Na konferencji po posiedzeniu, prezes Christine Lagarde powiedziała, że sektor przemysłowy w strefie euro pokazuje oznaki stabilizacji na niskich poziomach, a gospodarka jako całość kontynuuje odbicie, ponieważ wyższe płace i poprawa warunków w handlu przyczyniają się do zwiększenia dochodów gospodarstw domowych.

Lagarde nie przedstawiła jednak żadnych wskazówek odnośnie dalszych posunięć, a to oznacza, że decyzje będą uzależnione od napływających danych. Widać jednak, że na dalsze obniżki stóp trzeba będzie prawdopodobnie poczekać, tym bardziej, że z najnowszej projekcji inflacyjnej, wynika, że inflacja w strefie euro będzie w przyszłym roku wyższa niż wcześniej zakładano.

Jeśli chodzi o dane z Polski, to w poniedziałek poznaliśmy odczyt indeksu PMI dla polskiego przemysłu. Wartość indeksu spadła z 45,9 pkt. w kwietniu do 45 pkt. w maju (oczekiwany był dużo lepszy odczyt na poziomie 47,1 pkt.). Dane dla polskiego przemysłu po raz kolejny wypady więc słabo, na co wpływ mają z pewnością wysokie ceny energii oraz szybko rosnące płace. W związku z tym pojawiają się wątpliwości czy ożywienie w polskiej gospodarce w tym roku, będzie rzeczywiście tak silne jak wcześniej zakładano.

W środę Rada Polityki Pieniężnej, zgodnie z oczekiwaniami, utrzymała stopy procentowe w Polsce na niezmienionym poziomie (stopa referencyjna wynosi nadal 5,75%).

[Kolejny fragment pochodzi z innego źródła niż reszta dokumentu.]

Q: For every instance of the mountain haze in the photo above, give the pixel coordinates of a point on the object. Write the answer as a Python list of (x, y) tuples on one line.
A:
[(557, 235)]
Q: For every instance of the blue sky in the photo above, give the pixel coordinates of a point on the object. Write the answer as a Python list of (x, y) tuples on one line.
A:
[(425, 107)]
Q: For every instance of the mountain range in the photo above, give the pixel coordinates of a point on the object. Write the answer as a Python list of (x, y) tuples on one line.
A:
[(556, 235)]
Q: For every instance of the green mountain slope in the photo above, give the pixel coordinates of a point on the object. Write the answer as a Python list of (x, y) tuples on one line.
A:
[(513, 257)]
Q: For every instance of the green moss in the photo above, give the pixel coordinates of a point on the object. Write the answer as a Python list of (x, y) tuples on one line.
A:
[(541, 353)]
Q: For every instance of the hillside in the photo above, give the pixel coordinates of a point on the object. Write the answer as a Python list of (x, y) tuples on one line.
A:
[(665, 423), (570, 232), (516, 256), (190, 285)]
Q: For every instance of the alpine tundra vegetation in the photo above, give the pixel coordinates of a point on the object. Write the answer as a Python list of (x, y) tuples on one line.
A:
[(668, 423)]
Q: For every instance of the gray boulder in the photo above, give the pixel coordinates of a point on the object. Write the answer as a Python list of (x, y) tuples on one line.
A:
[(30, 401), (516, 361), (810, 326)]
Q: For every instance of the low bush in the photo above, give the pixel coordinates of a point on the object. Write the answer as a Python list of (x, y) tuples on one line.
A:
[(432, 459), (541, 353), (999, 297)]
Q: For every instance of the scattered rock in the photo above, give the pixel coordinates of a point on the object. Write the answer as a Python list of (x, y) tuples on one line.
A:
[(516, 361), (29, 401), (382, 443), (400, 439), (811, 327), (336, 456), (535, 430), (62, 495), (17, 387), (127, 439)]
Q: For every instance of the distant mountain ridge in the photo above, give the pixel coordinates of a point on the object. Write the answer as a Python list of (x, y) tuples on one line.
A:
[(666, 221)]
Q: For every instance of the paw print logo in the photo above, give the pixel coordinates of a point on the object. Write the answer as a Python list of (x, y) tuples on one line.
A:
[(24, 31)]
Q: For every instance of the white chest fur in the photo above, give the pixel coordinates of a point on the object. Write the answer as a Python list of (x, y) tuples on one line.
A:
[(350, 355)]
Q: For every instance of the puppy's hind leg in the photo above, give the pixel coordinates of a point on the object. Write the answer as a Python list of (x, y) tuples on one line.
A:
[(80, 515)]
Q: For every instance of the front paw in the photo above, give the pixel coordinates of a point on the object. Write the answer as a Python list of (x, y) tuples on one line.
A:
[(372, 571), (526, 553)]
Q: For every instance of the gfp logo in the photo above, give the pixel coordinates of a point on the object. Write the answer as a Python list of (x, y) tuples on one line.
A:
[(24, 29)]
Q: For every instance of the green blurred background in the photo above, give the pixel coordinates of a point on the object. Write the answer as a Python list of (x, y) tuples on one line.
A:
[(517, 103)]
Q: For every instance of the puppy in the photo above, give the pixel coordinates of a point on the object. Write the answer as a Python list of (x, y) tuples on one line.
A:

W komunikacie po posiedzeniu RPP napisano, że w drugim kwartale tego roku inflacja konsumencka będzie kształtowała się na poziomie zgodnym z celem inflacyjnym NBP. W kolejnych kwartałach kształtowanie się inflacji obarczone jest jednak znaczną niepewnością, związaną z wpływem polityki fiskalnej i regulacyjnej na procesy cenowe. W szczególności podniesienie cen energii w drugiej połowie 2024 roku, może przyczynić się do znacznego wzrostu inflacji.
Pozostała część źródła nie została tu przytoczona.